EILEEN ADLER

"Courageous care partners recharge with self-care, striving for peaceful pinnacles
in patience, persistence, and positive 
changes, knowing when to conquer and when to comfort."

Ending August on a bright spot. Elizabeth Murray

Aug 31, 2020 by Eileen Adler

Elizabeth Murray – Painting “Bop” explains that “finding resolution after struggling, was the highlight of being an artist” or a care partner.
 


     Elizabeth Murray (1940-2007) was an American painter who became a lighthouse for women artists, a shining example guiding their journey; she was their North Star. Before her untimely passing in 2007, she was able to oversee and organize an exhibition of women artists at the Museum of Modern Art in 1996, “Mamas at MoMa.”
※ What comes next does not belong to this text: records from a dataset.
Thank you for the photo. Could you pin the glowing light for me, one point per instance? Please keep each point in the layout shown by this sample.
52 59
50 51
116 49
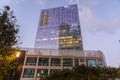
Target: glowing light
18 54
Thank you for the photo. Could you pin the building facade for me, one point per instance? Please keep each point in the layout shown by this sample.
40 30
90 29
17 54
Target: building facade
59 28
42 62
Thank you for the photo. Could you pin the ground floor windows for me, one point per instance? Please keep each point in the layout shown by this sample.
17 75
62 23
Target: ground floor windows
31 61
55 62
76 62
43 62
91 62
28 73
99 63
42 73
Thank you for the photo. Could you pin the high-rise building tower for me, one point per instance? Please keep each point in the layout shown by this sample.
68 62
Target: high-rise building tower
59 28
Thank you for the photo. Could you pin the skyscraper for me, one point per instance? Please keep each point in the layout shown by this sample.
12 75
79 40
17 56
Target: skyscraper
59 28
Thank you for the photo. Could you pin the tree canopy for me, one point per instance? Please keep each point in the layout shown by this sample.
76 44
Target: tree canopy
8 39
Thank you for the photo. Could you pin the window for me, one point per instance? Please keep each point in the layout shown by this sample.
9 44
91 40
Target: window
99 63
52 71
43 62
55 61
67 62
82 60
42 73
76 62
91 62
31 61
28 73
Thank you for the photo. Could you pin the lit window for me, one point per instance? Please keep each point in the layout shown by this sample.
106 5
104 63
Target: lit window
28 73
31 61
91 63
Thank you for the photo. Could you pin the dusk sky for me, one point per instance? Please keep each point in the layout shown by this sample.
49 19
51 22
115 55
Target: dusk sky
100 23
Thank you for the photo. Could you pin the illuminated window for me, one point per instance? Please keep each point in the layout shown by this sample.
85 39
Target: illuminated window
43 62
55 61
28 73
31 61
91 62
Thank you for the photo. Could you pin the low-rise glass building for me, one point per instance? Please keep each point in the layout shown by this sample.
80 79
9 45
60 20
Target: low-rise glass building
42 62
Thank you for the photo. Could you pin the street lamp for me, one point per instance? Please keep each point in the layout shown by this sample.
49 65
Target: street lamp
18 55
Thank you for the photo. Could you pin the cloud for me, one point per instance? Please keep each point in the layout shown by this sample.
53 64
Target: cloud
91 21
42 2
109 26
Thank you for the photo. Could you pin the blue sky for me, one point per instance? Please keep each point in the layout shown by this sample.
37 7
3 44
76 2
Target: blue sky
100 23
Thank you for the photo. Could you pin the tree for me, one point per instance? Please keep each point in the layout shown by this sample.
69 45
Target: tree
8 39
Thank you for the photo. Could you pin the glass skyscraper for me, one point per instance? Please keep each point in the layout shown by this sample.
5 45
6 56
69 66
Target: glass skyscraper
59 28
And with all of my work (I think every artist has this): you leave it at night, and you come back and you think, ‘Wow, I’ve got it. I’ve got it!’ And then you come back in the morning, and it’s gone; it looks awful,” acknowledging that today is an opportunity to begin again and be better. Care partners may share the same challenge: I’ve got this only to find that maybe you don’t. Elizabeth believed that “women’s art” was a misled category for art is in all of us, it’s androgynous; “art is sexy but it’s not about sex,” in the end, art surpasses gender. Care partners surpass gender as well for anyone can be a care partner.